ルイスらは、都市の配置に関するルールを、車から離れ、つながりや快適さ、創造性を促す指針へと移行できるよう書き換える時期が来たと考えている。
「庭のように感じられる場所をつくるべきだ。縁取りがあり、質感があり、奥行きがあり、喜びがある場所だ」と彼は言う。「歩くために設計された都市は、経済的にも環境的にもより持続可能であり、私たちの心身の健康にもより良い」
科学も彼の主張を後押ししているように見える。MITのSenseable City Labによる研究は、歩行者志向の地区が、社会的交流や協働の増加と関連していることを明らかにした。都市空間の心理学を専門とする神経科学者コリン・エラードの研究では、多様な建築、活気ある公共空間、植栽といった層状の感覚体験があるほど、歩行者の関与度や情緒的なつながりが高まり、場所に対する身体感覚としての結びつきも強まる傾向が示されている。
混ざり合いを促す
都市設計がメンタルヘルスに与える影響に詳しい別の専門家が、プレイスメイキング戦略会社Agora Partnersのプリンシパル、ハワード・コズロフである。彼は、都市設計の影響をめぐる皮肉を指摘する。人々を都市へと惹きつける利便性や文化的機会、活力は、環境が移動しにくいものだとストレスの要因にもなり得るというのだ。
「同じ環境が、自律性を育み、日々の生活の摩擦を減らし、喜びや偶然の出会いが無数に生まれる瞬間をつくり出すこともある」と彼は言う。彼の会社の仕事は、アクセス、歩きやすさ、緑、アクティベーション、公共空間の連なりが、認知負荷と情緒的な幸福にどう影響し得るかを検証しているという。

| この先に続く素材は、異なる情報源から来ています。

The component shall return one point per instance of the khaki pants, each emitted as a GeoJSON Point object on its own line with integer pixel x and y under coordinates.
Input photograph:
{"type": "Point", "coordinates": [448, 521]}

「私たちのアプローチの中心にあるのは、Agoraが定義するプレイスメイキングだ。人と場所のあいだに意味のある感情的つながりを育む環境をつくることだ」と彼は言う。
コズロフによれば、プレイスメイキングはプログラム設計だけに依存するものでも、装飾のための美化でもない。人々に「ここに属している」という感覚をもたらし、その結果として長く残る記憶を形成する環境づくりに焦点を当てる必要がある。
人間中心の設計
ウォータールー大学(オンタリオ州ウォータールー)の公的研究機関Future Cities Instituteに所属する博士研究員ロビン・マズムダーによれば、都市の「車中心」の性格は、都市ストレスを引き起こす重大なリスク要因である。マズムダーは、低層建築よりも高層建築のほうが否定的な都市感情を助長すると示唆する論文を共著した。
そのため、都市の高密化に対する代替策を探るべきだと都市計画者は言う。上方向への建設を避けられないとしても、建物の外装に緑を取り込むバイオフィリックデザインを用いれば、高層建築の圧迫感を弱められる可能性がある。別の選択肢としては、自然に見られるパターンを建築デザインに取り入れるバイオモルフィックデザインも挙げられる。
さらに別の解決策として、マズムダーが「都市の抑圧性」と呼ぶものを軽減するのに役立つランドスケープ・アーキテクチャ(造園設計)を統合することも考えられる。